We’re happy to announce the beta release of Stardog 7 which comes with a new storage engine that significantly improves write performance.
We have been talking about the new Stardog storage engine, Mastiff, for a while now. Mastiff is based on the open-source–and very low-level–key-value store RocksDb and brings multi-versioned concurrency control (MVCC) to Stardog transactions. Very broadly this means faster transactional writes especially for concurrent transactions and better scalability. You can read about the details of the engine in the earlier blog posts and find the details about the transaction semantics in our documentation. Here I will present some benchmarking numbers showing how Stardog 7 beta with Mastiff performs.
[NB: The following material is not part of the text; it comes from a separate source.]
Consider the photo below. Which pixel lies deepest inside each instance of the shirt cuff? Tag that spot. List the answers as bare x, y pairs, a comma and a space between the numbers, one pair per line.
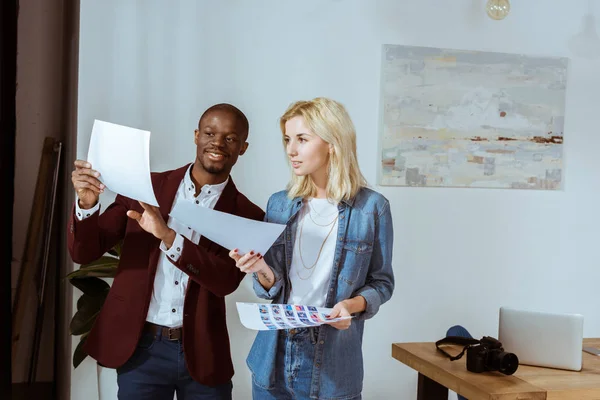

Stardog 6 and previous versions were optimized for reads and bulk loading performance. At database creation time, you can load your data at speeds up to 500K triples/sec but the transactional writes, especially with concurrent transactions, did not perform at that speed. This meant everything was fine if you had all your data ready to be loaded, but when your data arrives in small increments things did not work as well.
Mastiff brings significantly improved transactional write performance as we present below. But before talking about numbers, a word of caution: Benchmarking is notoriously hard even if you are very familiar with the system you are benchmarking. There are many different factors that affect write performance: the size of the database you are starting with, number of concurrent transactions, number of triples you are modifying in a transaction and so on.
So we always encourage users to benchmark Stardog using their data based on the characteristics of their use cases and apps.
The first result we will look at is the write throughput for adding 1 million triples using 10 concurrent transactions where each transaction is adding 1K triples at a time. We measure the write throughput as the number of triples added per second so the higher numbers are better! As the following chart shows Stardog 7 beta outperforms Stardog 6 by 3 to 4 times regardless of the starting database size:
We also looked at the performance of loading 1 billion triples by adding 1 million triples at each transaction but using a single thread so there is no concurrency. So we need to execute a total of 1000 transactions in this case to get a billion triples. The following chart shows the average transaction throughput as more and more data is loaded into the database:
As you can see Stardog 6 starts loading data faster than Stardog 7 beta mainly because we start with an empty database and there is no concurrency. But the write throughput for Stardog 6 degrades much more quickly than Stardog 7 beta and slightly after 100M triples Stardog 7 beta becomes faster.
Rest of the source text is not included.